0 menit baca 0 %

Penuhi Bimbingan Kerohanian Pasien, Kemenag Kampar Teken MoU dengan RSIA Husada Bunda

Ringkasan: Kampar (Kemenag) Dalam hal keperluan dan kebutuhan dari pihak Rumah Sakit Ibu dan Anak Husada Bunda untuk proses bimbingan kerohanian, telah dilakukan penandatanganan perjanjian kerjasama atau MoU dengan Kemenag Kampar. Kepala Kantor Kemenag Kampar Fuadi Ahmad menandatangani MoU tersebut bersama den...

Kampar (Kemenag) – Dalam hal keperluan dan kebutuhan dari pihak Rumah Sakit Ibu dan Anak Husada Bunda untuk proses bimbingan kerohanian, telah dilakukan penandatanganan perjanjian kerjasama atau MoU dengan Kemenag Kampar. Kepala Kantor Kemenag Kampar Fuadi Ahmad menandatangani MoU tersebut bersama dengan Pj Direktur RSIA Husada Bunda dr.Syafli Randi Yurdana di ruangan Kakan Kemenag pada Kamis (26/9/2024).

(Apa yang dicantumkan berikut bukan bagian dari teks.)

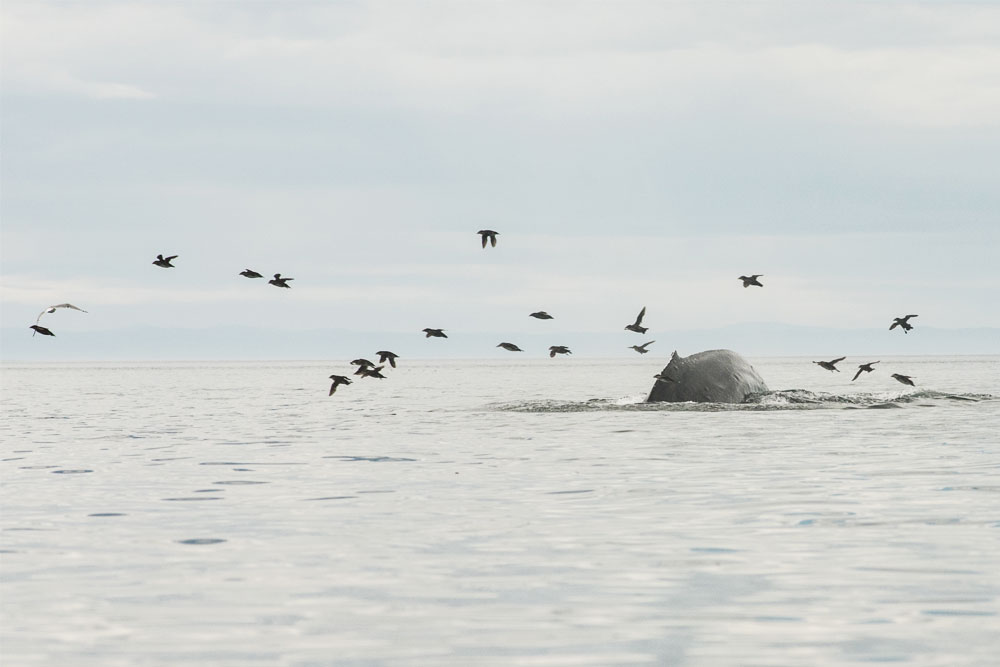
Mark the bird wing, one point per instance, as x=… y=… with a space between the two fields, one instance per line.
x=67 y=305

Proses kerjasama ini telah berlangsung lebih kurang satu bulan sejak Agustus 2024 lalu. Dan puncaknya, Pj Direktur RSIA Husada Bunda diundang hadir untuk menandatangani perjanjian tersebut. Terdapat total 8 Pasal didalam Perjanjian Kerjasama kali ini diantaranya yaitu Pasal 1 Definisi, Pasal 2 Ruang Lingkup Perjanjian, Pasal 3 Jangka Waktu Perjanjian, Pasal 4 Batasan dan Prosedur Pelayanan Rohani, Pasal 5 Hak dan Kewajiban Pihak Pertama, Pasal 6 Hak dan Kewajiban Pihak Kedua, Pasal 7 Lain-lain, dan Pasal 8 Penutup.

“Kami berharap semoga dengan perjanjian kerjasama ini akan memberikan simbiosis mutualisme terhadap kedua belah pihak, dan akan memberikan pelayanan yang baik terhadap masyarakat khususnya di bidang kerohanian untuk pasien-pasien di RSIA Husada Bunda” tutur Fuadi.

Pelayanan Rohani yang dibunyikan dalam Perjanjian Kerjasama tersebut adalah bimbingan rohani yang dilaksanakan terhadap pasien RSIA Husada Bunda sesuai dengan agama yang dianut oleh pasien. Dan untuk Kabupaten Kampar sendiri, pelayanan rohani tersebut meliputi agama Islam, agama Kristen dan Katolik.

“Pelayanan rohani ini akan dilakukan pada pasien rawat inap di bangsal keperawatan untuk mendapatkan bimbingan dari petugas rohaniawan. Prosedurnya nanti pihak RSIA Husada Bunda akan menghubungi terlebih dahulu petugas rohaniawan dari Kemenag Kampar, dan petugas akan diarahkan ke ruang perawatan pasien” jelas dr.Syafli.

Semoga kerjasama ini akan terus berlanjut ke depannya. Meskipun jangka waktu berlaku adalah 3 tahun, namun perpanjangan kerjasama tentu menjadi pilihan terbaik untuk kedua belah pihak, baik untuk pihak Kemenag Kampar maupun pihak RSIA Husada Bunda.